A three-layer chromosome genetic algorithm for multi-cell scheduling with flexible routes and machine sharing
Guo Li and
Suresh Sethi ()
International Journal of Production Economics, 2018, vol. 196, issue C, 269-283
Alternative machines assignment, machine sharing, and inter-cell movements are very common yet difficult to be solved integratedly in modern dynamic Cellular Manufacturing Systems (CMS). In this paper, we incorporate these issues and consider a dynamic cellular scheduling problem with flexible routes and machine sharing. We employ a mixed integer programming scheduling model to minimize both the makespan and the total workload. To solve this new model, we propose a three-layer chromosome genetic algorithm (TCGA).
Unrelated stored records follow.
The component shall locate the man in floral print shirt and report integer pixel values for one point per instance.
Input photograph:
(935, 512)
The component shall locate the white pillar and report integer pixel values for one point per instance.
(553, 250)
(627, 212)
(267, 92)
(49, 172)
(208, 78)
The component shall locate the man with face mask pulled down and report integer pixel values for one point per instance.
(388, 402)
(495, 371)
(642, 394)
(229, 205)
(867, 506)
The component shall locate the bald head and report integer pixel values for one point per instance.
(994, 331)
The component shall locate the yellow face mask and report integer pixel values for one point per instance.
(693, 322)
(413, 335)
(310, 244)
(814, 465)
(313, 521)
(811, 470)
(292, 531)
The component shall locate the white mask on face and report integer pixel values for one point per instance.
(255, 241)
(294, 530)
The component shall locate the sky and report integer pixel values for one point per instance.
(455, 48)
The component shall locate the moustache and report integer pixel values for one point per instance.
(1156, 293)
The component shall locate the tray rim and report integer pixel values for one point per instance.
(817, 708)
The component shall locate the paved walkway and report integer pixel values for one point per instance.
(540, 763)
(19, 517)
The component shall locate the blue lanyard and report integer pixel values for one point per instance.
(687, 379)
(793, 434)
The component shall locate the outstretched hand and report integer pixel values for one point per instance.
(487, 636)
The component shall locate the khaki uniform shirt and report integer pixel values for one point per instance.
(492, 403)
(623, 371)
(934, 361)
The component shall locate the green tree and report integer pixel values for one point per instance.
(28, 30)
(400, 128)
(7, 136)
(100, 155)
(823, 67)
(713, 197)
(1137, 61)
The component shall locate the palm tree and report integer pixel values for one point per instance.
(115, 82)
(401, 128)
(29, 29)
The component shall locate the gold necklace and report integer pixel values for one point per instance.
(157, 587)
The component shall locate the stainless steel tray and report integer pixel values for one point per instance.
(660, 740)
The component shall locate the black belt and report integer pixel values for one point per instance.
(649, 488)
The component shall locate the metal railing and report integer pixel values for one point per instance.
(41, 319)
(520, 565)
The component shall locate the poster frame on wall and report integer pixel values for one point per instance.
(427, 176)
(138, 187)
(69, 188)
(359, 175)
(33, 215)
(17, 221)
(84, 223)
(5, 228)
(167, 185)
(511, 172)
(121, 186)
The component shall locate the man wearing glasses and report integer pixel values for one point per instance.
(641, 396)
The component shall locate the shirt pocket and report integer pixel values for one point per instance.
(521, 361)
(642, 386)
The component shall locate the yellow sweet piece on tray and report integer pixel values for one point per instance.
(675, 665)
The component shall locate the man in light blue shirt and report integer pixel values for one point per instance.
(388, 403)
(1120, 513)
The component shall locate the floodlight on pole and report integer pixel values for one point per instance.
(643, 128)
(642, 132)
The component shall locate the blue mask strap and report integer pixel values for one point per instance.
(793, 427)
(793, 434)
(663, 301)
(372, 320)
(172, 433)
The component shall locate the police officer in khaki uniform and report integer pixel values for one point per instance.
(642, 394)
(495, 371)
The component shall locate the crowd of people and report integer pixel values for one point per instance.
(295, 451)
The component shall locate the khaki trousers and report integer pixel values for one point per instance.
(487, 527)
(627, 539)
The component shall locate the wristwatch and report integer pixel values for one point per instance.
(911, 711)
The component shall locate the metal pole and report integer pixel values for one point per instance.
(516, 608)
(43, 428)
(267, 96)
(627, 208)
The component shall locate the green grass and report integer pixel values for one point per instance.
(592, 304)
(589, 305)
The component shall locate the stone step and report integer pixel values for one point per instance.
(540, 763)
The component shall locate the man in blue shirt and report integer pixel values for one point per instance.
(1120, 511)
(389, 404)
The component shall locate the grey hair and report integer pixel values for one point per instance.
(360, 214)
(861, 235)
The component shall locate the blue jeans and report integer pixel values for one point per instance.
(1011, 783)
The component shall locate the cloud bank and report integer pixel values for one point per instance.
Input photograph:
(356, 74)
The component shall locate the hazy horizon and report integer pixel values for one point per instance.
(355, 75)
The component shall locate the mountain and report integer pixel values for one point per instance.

We first compare the performances of the proposed TCGA with the optimal solution obtained by CPLEX. Computational results show that the TCGA performs well within a reasonable amount of time. We further compare our proposed TCGA with the classic genetic algorithm (GA) and the shortest processing time (SPT) rule through numerical experiments. The results reveal that the TCGA significantly improves the performance and effectively balances the workload of machines.
Keywords: Dynamic cellular manufacturing; Inter-cell movement; Bi-objective programming; Three-layer chromosome genetic algorithm; Machine sharing (search for similar items in EconPapers)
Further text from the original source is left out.